Yet, even if it is important, including confidence weights in knowledge repositories is not a trivial problem when considering semantic relations with structural properties as transitivity. In methods such as given by Pantel and Pennacchiotti (2006), it seems possible to easily include some initial values in the final resource, as these have been used for deciding whether the knowledge base should include a relation. Yet, when we need to combine these values in transitive relations, we need to be extremely careful on how these values have been estimated and computed. For example, if we discover from corpus analysis that 'dog' is a 'canine' and we already know that 'canine' is an 'animal' (see Figure 1(a)), using transitivity we can derive the induced relation, i.e. dog is an animal (the dashed arrow in Figure 1(a)). Yet, we cannot easily combine confidence weights if the nature of these weights is obscure.
Fig. 1.
Examples of relations derived by exploiting the transitivity.
The solution generally proposed for combining confidence weights is neglecting their nature. The final relation between two words has the same confidence weight as that of a reliable and controlled information. Even in probabilistic models (Snow et al. 2006), these reliable and unreliable information is mixed during the knowledge acquisition process. In these models, if 'canine' is an 'animal' (see Figure 1(a)) is in the original manually controlled network and 'dog' is a 'canine' has a high probability from the corpus observations, this latter is included in the knowledge base with the same degree of plausibility as that of 'canine' is an 'animal'. Then, the induced relation 'dog' is an 'animal' has again the same degree of plausibility as that of manually controlled information. This is a loss of information, as the uncertainty of the relation 'dog' is an 'animal' is neglected.
3.2
Probabilistic definitions for concepts
As keeping and propagating uncertainty in transitive semantic networks is important, we propose an inductive taxonomy learning model, i.e. a probabilistic taxonomy learning model based on LSP that exploits transitivity during learning for determining confidence weights. Our model stems from the intuition that the LSP learning models contribute to probabilistic definitions of target concepts and that it is possible to combine these definitions to determine confidence weights derived in transitive networks. We hereafter observe how the LSP models contribute to the formal definitions of concepts; then we define what is a probabilistic definition, and, finally, describe how these probabilistic definitions can be used to determine two LSP inductive learning models: the intensional and the extensional model.

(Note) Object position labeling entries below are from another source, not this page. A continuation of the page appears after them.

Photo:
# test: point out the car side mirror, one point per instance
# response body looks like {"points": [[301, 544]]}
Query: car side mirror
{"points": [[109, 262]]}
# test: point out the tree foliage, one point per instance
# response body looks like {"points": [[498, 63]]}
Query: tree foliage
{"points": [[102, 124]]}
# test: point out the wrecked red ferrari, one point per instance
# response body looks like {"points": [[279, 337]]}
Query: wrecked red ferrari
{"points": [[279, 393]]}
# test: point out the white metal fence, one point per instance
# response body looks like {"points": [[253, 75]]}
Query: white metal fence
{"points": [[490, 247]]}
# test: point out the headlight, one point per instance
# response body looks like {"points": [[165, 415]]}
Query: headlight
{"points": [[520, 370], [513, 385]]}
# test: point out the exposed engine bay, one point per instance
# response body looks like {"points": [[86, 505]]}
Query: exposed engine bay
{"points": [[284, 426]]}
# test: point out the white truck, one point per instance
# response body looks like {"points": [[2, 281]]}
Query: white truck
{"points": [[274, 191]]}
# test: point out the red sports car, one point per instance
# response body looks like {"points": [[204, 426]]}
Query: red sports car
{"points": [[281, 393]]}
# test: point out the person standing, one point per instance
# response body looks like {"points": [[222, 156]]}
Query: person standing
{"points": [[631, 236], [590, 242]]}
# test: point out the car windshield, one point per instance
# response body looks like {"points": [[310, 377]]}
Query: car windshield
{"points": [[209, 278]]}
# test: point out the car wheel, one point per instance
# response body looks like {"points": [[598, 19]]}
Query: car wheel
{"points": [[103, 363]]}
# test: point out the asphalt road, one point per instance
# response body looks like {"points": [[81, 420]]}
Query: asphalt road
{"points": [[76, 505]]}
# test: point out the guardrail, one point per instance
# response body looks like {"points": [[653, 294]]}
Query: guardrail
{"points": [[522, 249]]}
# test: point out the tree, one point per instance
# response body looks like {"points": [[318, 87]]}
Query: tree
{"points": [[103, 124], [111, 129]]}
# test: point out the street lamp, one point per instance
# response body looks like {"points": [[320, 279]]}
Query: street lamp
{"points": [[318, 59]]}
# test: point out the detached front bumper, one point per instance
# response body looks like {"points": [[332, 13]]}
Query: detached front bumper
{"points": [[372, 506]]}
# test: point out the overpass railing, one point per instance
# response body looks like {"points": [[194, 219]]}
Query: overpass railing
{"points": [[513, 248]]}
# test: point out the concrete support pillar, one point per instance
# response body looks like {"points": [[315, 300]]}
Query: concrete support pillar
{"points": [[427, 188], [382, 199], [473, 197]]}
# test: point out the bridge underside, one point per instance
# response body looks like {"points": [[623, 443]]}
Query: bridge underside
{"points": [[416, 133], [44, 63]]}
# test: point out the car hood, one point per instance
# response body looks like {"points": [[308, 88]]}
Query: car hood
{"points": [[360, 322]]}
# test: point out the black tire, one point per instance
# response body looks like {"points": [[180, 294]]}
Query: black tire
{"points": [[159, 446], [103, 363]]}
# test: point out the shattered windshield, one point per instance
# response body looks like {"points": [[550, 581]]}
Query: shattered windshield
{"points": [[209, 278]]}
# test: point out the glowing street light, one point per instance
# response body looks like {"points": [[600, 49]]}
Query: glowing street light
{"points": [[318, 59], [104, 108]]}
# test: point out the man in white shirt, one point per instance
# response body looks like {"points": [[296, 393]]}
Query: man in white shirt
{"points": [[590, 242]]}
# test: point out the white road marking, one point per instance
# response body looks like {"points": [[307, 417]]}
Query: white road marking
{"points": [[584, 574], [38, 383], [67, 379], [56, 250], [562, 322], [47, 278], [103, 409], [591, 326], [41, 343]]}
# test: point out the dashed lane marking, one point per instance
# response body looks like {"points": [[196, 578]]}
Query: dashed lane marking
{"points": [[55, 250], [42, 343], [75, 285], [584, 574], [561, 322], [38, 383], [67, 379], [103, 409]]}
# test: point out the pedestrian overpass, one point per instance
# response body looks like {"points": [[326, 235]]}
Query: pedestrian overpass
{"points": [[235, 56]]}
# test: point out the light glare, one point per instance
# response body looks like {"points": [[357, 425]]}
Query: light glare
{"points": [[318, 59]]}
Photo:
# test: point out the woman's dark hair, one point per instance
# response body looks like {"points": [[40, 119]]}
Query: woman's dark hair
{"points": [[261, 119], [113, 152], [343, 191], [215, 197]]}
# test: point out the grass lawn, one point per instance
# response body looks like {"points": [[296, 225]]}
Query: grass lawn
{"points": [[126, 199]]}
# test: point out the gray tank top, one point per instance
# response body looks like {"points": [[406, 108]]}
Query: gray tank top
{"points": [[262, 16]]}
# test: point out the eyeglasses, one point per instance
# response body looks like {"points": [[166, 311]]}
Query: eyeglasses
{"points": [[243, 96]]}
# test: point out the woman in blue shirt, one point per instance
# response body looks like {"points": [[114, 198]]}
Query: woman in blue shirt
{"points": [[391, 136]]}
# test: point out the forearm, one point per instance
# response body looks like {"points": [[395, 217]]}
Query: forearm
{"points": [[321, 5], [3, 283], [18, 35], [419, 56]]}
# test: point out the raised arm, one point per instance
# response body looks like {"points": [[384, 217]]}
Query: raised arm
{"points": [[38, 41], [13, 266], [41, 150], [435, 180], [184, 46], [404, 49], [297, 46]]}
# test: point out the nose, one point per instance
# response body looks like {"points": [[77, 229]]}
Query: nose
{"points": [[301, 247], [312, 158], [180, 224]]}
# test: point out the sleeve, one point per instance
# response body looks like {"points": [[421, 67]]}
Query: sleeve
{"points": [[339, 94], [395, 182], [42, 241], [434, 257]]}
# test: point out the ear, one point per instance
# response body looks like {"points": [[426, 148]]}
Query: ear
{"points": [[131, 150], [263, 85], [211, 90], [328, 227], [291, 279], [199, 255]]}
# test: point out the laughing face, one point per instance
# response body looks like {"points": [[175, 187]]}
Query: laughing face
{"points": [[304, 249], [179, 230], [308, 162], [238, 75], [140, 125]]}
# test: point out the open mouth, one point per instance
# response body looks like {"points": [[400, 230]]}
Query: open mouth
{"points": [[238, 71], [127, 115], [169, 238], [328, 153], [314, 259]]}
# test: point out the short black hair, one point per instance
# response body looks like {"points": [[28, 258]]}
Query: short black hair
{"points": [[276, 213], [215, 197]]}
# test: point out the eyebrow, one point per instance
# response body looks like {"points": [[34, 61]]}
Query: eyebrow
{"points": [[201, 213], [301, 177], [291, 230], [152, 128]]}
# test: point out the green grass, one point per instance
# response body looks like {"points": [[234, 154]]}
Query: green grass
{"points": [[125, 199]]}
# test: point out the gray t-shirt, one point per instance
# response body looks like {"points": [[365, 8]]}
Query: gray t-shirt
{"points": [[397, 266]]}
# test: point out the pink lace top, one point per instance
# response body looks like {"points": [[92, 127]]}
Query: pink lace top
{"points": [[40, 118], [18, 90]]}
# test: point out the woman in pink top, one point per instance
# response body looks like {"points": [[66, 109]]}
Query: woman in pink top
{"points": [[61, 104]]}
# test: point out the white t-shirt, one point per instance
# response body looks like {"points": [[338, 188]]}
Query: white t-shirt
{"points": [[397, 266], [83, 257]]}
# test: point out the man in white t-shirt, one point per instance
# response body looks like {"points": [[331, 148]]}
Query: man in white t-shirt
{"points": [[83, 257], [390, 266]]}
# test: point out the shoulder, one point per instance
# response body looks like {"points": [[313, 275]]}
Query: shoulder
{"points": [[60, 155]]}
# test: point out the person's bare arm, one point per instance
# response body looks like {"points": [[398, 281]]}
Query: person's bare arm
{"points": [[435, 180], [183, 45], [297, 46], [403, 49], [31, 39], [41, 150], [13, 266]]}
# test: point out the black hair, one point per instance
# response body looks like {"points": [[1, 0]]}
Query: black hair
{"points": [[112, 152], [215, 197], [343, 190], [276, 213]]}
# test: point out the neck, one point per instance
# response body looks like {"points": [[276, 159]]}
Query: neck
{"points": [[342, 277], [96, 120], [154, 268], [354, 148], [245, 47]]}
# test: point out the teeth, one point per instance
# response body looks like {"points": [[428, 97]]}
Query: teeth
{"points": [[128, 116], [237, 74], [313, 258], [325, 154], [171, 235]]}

The LSP methods derive formal definitions for concepts (or, better, for words or word sequences) from texts. Extracting evidence from corpora suggesting that 'dog' is an 'animal' contributes to the definitions of 'dog' and 'animal'. In the case of 'dog', the relation between 'dog' and 'animal' contributes to the intensional definition of 'dog' as it is stating that a 'dog' is an 'animal' with specific features. In the case of 'animal', this relation contributes, in a wide sense, to the extensional definition1 of 'animal'. It is like we are giving one of the possible instances2 of the concept 'animal'. These formal intensional and extensional definitions are often used to derive the similarity among words or concepts. Cotopy (Maedche and Staab 2002), a measure for determining similarity between concepts in two different semantic networks, uses exactly this information.
A probabilistic definition of a concept is an intensional definition associated with its induced probabilities. These probabilities are derived from the topology of transitive semantic networks mixing of existing knowledge and corpus estimated probabilities. In Figure 1, we report two kinds of arrows: the solid and the dashed ones. The solid arrow indicates relations derived from the existing structured knowledge repositories and from corpus analysis. The dashed arrow indicates the probabilities induced from the structure of the network. We want to describe the probability of the dashed relations using the probabilities of the solid ones. We call direct probabilities the first type and induced probabilities the second one.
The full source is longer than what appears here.